October 22, 2018

  • Our maps are all WRONG: The first graphic that shows the world as it really is

    World Map 3

    Take a look at a world map and you’re likely to think that North America and Russia are both larger than Africa.  But in reality Africa is three times bigger than North America and significantly larger than Russia too.

    This strange distortion has been explored by a climate data scientist at the Met Office who has created a two dimensional representation of what the world really looks like.  His incredible map shows that many countries - including Russia, Canada and Greenland - are not nearly as big as we think.

    World Map 5

    The world map distortion is the result of the Mercator projection - the map most commonly seen hanging in classrooms and in text books, which was created in 1596 to help sailors navigate the world.

    The biggest challenge with creating an accurate map is that it is impossible to portray the reality of the spherical world on a flat map – a problem that has troubled cartographers for centuries.  As a result, shapes of world maps have typically been diverse, ranging from hearts to cones.

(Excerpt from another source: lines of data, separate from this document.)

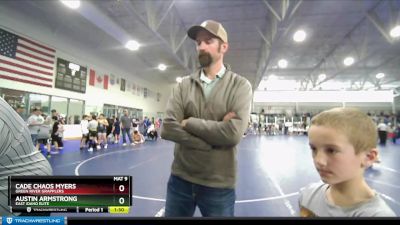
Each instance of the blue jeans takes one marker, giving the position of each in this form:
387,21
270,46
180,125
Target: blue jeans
184,196
124,132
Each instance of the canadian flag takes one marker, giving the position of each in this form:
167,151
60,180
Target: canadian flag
100,81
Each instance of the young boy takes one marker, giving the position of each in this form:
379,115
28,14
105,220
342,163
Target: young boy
343,144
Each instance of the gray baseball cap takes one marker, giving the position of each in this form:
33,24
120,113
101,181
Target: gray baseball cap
211,26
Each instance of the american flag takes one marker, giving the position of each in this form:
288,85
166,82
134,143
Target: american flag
26,61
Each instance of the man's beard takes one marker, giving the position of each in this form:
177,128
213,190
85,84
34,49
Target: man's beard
205,59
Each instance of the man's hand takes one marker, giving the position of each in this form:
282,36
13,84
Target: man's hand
183,123
229,116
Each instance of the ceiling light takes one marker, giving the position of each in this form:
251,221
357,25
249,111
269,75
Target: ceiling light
282,63
132,45
395,31
322,76
162,67
73,4
272,77
299,36
348,61
379,75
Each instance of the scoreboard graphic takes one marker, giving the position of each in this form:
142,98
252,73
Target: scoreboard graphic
77,194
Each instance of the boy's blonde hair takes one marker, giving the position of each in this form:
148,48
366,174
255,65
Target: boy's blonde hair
355,125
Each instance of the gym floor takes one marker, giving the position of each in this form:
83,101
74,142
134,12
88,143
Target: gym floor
271,170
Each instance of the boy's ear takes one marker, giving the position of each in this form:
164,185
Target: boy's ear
370,157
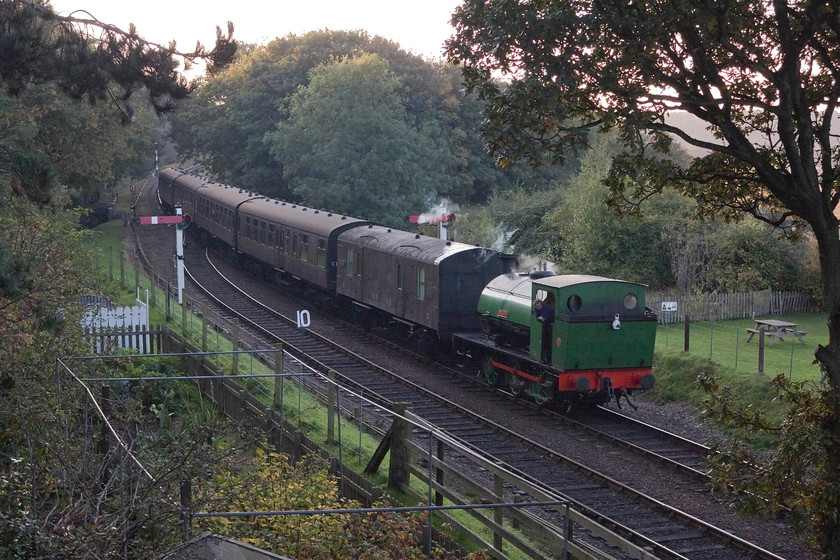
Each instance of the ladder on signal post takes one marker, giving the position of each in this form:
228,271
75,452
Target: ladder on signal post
181,222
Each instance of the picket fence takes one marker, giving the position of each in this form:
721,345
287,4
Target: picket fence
719,307
108,329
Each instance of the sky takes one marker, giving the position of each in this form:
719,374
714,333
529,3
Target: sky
418,26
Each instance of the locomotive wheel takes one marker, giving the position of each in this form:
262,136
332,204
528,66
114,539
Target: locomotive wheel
539,393
516,385
490,374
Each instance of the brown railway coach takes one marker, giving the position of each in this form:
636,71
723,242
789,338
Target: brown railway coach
417,280
293,239
211,205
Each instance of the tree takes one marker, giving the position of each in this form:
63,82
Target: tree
763,77
349,147
91,60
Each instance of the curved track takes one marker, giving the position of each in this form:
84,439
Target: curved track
664,530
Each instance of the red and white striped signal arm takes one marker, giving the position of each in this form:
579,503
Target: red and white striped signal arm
159,220
431,219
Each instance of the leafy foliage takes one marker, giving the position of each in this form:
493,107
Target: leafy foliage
348,144
794,479
47,61
762,77
270,483
229,124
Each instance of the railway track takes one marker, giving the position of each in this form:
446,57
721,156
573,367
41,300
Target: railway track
665,530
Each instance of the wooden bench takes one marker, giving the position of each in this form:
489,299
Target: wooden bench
753,332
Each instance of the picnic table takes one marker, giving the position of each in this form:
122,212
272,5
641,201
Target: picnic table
778,329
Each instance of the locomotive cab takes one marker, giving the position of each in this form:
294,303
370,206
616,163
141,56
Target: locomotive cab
602,336
569,337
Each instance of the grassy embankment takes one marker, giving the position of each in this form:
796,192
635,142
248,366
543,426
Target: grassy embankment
723,347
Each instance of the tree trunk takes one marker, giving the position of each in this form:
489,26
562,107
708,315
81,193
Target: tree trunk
829,361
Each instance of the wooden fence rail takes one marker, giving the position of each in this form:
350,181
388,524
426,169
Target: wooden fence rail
721,307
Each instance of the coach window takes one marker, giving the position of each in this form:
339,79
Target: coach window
421,283
322,253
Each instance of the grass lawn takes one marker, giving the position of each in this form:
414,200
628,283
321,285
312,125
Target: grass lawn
721,348
726,343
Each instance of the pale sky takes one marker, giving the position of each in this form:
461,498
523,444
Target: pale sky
418,26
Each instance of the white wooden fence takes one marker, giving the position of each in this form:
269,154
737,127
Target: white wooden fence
111,328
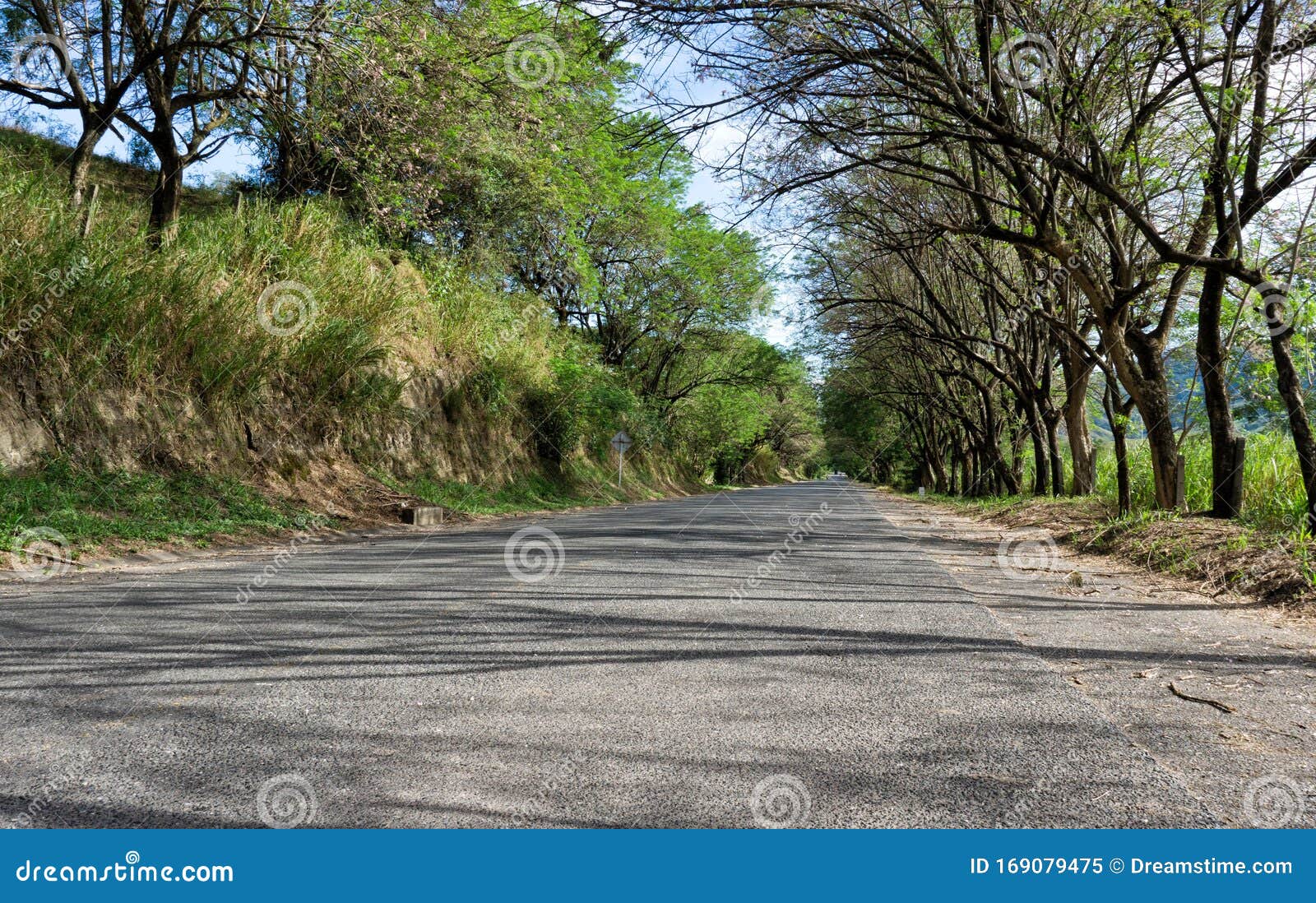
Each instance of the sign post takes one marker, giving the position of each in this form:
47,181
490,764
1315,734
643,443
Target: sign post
622,441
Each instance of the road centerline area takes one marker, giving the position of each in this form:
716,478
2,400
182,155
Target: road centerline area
658,665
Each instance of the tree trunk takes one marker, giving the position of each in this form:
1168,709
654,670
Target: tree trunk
1290,390
1078,372
1052,419
79,166
1036,433
168,197
1226,471
1151,395
1116,414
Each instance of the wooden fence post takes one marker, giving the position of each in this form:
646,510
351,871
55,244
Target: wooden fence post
91,211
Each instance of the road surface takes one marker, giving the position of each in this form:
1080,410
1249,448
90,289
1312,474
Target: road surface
778,657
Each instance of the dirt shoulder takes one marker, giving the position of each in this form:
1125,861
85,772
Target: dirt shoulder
1217,686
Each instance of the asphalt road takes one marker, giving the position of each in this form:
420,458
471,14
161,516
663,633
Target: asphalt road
767,657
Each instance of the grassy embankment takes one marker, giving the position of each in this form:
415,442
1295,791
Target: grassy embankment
1267,553
133,375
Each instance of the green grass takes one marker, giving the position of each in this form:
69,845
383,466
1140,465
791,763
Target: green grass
1273,488
582,484
103,507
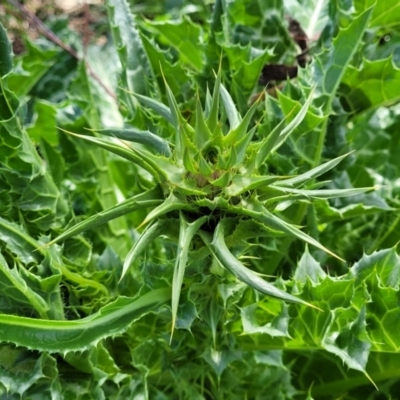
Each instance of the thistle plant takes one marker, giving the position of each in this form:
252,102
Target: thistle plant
209,180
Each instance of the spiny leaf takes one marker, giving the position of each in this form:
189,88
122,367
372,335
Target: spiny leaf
324,193
202,132
160,108
230,108
148,199
139,158
280,133
65,336
149,234
172,203
146,138
312,173
242,184
240,131
257,211
186,232
5,53
212,119
226,259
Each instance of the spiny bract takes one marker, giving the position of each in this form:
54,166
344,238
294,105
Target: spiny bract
212,182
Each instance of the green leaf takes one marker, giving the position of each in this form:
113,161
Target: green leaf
230,108
134,155
227,260
280,133
5,53
331,65
30,67
323,193
260,213
312,173
372,85
135,66
172,203
19,292
65,336
242,184
144,200
149,234
187,230
185,37
385,13
146,138
202,132
155,105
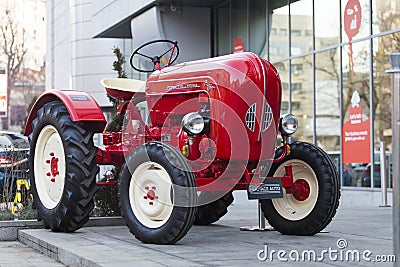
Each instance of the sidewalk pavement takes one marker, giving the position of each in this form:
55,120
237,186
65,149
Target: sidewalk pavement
359,231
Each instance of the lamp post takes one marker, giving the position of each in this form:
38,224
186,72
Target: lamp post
395,71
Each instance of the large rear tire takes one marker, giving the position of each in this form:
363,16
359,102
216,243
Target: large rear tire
315,201
157,194
63,168
212,212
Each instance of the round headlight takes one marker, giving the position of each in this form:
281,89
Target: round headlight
193,123
288,124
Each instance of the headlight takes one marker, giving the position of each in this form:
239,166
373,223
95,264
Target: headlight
193,123
288,124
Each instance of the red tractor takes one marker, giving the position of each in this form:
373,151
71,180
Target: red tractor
192,133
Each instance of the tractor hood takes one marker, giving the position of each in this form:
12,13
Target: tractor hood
242,93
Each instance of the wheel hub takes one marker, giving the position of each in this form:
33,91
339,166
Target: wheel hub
151,194
53,167
301,190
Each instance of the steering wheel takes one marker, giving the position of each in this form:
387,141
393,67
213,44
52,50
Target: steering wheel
157,62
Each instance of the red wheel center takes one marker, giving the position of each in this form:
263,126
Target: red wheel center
301,190
54,166
151,194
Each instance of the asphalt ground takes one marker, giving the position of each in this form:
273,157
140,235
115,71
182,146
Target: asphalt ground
357,236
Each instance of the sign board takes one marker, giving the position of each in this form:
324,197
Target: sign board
238,45
356,135
3,93
352,23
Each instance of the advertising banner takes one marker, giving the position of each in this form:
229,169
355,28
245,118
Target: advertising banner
356,134
3,93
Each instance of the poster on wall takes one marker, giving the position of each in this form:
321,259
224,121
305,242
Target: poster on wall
238,45
3,93
356,134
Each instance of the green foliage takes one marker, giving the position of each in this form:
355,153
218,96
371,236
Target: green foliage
116,123
119,62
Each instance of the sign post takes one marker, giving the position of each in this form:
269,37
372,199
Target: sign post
3,93
395,64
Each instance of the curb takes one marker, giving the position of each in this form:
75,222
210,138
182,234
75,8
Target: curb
9,229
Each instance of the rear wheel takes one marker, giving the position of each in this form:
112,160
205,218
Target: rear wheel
213,211
63,164
311,203
157,194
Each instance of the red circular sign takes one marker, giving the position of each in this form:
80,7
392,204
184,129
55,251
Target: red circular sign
352,18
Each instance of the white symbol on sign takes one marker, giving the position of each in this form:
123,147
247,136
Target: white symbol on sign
353,24
355,99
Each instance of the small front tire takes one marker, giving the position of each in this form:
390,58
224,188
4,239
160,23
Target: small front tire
157,194
309,208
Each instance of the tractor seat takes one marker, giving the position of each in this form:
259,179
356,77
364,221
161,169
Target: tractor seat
123,89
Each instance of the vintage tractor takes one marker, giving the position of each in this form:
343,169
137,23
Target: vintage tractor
192,134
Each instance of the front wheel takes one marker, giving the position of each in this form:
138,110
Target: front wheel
157,194
311,203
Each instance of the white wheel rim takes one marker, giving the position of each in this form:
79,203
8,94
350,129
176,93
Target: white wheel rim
289,207
49,167
150,194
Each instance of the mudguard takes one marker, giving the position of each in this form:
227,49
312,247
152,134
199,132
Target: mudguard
80,105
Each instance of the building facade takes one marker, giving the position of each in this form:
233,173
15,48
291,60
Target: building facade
331,56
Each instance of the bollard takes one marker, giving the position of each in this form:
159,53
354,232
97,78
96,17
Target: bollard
383,175
395,64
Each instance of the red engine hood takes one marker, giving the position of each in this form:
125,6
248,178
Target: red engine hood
244,94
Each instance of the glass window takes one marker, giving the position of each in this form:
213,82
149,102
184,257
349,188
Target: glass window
327,90
327,21
301,20
355,19
303,99
239,22
279,19
283,73
382,92
223,34
385,15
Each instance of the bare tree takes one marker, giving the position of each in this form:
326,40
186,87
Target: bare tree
13,49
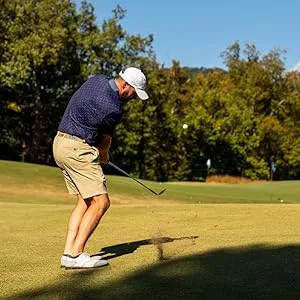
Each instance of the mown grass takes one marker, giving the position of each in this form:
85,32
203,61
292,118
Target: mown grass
29,183
210,251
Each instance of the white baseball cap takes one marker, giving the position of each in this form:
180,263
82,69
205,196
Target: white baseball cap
136,78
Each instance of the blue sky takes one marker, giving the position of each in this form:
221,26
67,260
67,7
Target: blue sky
195,32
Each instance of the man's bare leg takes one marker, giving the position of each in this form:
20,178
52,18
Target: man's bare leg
96,208
74,223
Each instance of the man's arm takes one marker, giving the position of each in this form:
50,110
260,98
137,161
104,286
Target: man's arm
103,147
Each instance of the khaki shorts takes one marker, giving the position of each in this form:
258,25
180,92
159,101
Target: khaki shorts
80,165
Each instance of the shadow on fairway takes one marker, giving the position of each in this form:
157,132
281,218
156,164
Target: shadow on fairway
127,248
250,272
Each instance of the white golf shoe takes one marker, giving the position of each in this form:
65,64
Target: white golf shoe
82,261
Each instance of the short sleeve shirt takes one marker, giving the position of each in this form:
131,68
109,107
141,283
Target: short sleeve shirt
94,109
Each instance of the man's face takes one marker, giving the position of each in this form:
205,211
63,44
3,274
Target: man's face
127,93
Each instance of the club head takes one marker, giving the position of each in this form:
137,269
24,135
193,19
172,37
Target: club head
161,192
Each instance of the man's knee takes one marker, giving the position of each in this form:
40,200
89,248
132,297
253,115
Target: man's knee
102,202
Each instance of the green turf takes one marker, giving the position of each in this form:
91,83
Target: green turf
47,181
210,251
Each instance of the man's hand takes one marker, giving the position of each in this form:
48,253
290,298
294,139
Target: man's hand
103,148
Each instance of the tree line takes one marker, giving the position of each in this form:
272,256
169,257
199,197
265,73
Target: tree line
245,119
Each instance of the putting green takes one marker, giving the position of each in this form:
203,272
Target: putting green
210,251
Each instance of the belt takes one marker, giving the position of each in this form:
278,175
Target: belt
69,136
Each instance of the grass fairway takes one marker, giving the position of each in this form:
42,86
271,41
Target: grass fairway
218,241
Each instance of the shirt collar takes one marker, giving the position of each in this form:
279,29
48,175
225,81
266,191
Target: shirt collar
113,85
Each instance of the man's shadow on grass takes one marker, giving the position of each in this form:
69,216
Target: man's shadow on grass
127,248
258,271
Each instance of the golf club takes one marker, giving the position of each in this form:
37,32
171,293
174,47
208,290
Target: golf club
125,173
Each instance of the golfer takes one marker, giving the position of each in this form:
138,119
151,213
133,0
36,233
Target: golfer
80,147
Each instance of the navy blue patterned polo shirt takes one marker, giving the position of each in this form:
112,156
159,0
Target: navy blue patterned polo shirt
94,109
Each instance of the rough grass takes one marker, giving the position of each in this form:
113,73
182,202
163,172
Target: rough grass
164,248
230,179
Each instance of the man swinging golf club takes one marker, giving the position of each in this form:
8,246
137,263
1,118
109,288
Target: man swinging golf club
82,143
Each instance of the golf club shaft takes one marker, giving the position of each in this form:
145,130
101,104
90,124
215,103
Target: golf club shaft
125,173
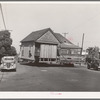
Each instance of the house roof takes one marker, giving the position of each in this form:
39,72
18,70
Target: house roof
68,45
37,34
61,38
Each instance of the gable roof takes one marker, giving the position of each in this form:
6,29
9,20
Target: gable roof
37,34
61,38
68,45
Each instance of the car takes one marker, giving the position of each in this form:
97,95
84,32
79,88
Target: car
8,63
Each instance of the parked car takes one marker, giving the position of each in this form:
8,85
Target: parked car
8,63
93,63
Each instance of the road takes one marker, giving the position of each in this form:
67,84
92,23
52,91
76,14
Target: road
50,78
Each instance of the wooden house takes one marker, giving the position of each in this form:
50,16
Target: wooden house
41,46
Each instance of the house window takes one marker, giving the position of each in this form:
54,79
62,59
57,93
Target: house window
22,52
30,53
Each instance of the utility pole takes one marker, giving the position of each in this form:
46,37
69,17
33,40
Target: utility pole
2,16
82,43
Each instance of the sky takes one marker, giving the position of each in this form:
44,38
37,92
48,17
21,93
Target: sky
74,18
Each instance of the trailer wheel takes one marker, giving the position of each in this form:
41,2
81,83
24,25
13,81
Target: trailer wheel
96,68
61,63
88,67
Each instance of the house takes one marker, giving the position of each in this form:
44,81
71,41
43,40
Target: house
42,45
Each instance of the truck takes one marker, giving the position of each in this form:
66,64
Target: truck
92,58
50,53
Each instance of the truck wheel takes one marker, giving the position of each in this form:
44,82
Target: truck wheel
96,68
61,63
88,67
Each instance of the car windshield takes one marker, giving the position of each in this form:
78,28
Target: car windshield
9,59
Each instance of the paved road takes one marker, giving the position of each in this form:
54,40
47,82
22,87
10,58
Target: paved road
50,78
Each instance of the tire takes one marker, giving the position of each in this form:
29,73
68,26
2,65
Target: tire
61,63
88,67
14,70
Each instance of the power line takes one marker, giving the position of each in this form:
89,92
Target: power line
2,16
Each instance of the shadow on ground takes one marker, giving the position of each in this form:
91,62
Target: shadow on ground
46,65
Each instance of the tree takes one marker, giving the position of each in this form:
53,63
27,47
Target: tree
6,47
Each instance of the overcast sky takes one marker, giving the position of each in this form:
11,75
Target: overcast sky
72,18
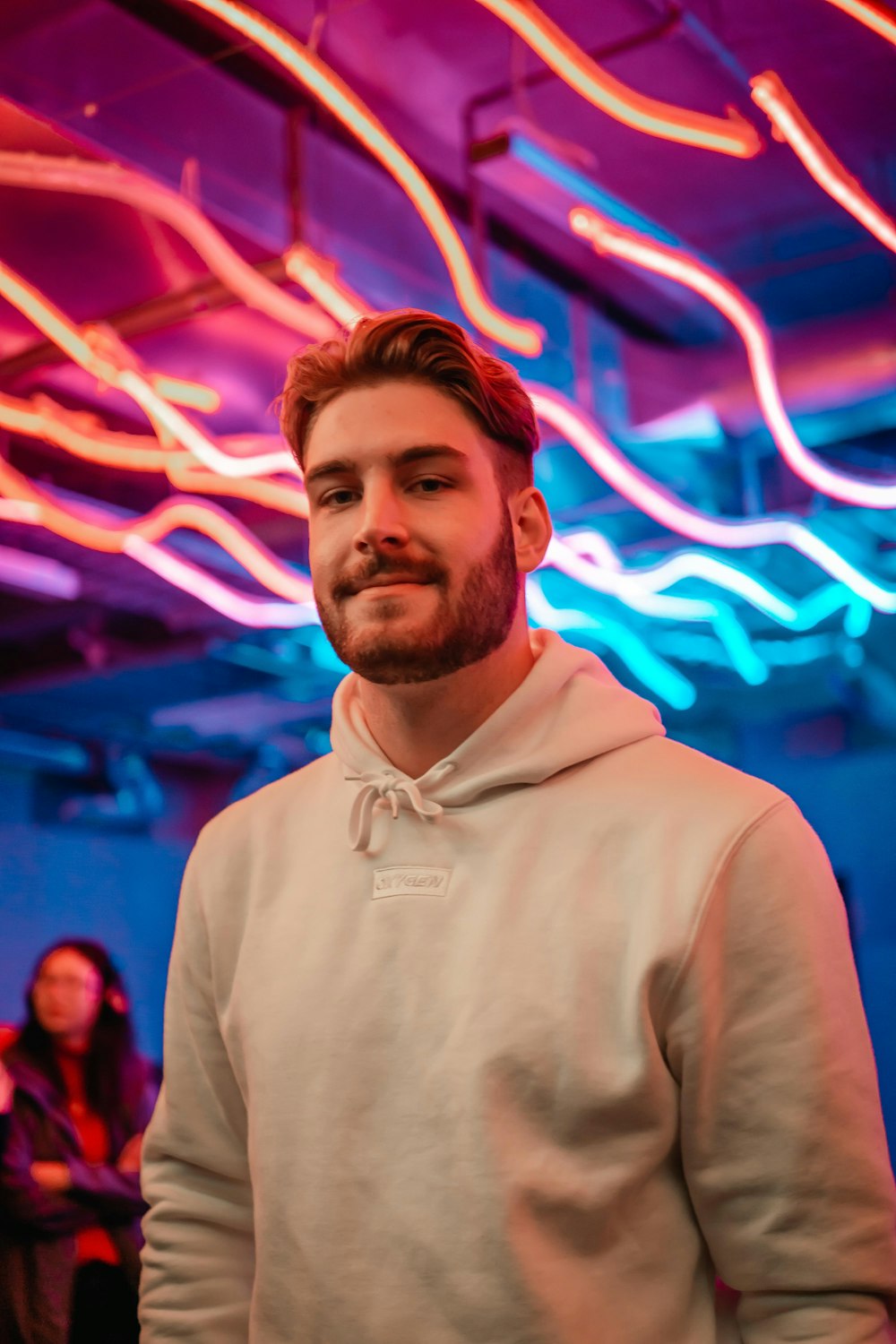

    But the diversity gradually faded away with one model, invented by Gerardus Mercator in 1596, which surpassed the others.  The familiar 'Mercator' projection gives the right shapes of land masses, but at the cost of distorting their sizes in favour of the wealthy lands to the north.

    World Map 4

    Mr Neil Kaye, a climate data scientist at Met Office, created an accurate world map that shows countries near the northern hemisphere are much smaller than people typically think.  He did this by inputting Met Office data on the sizes of each country into Ggplot, which is a data visualisation package for statistical programming.  He then created the final map using a sterographic projection.  This is a mapping function that projects a sphere onto a plane.

    'There was then some manual tweaking of countries that are closer to the poles.  This demonstrates you can't fit shapes on a sphere back together again once you put them on the flat,' wrote Mr Kaye on Reddit.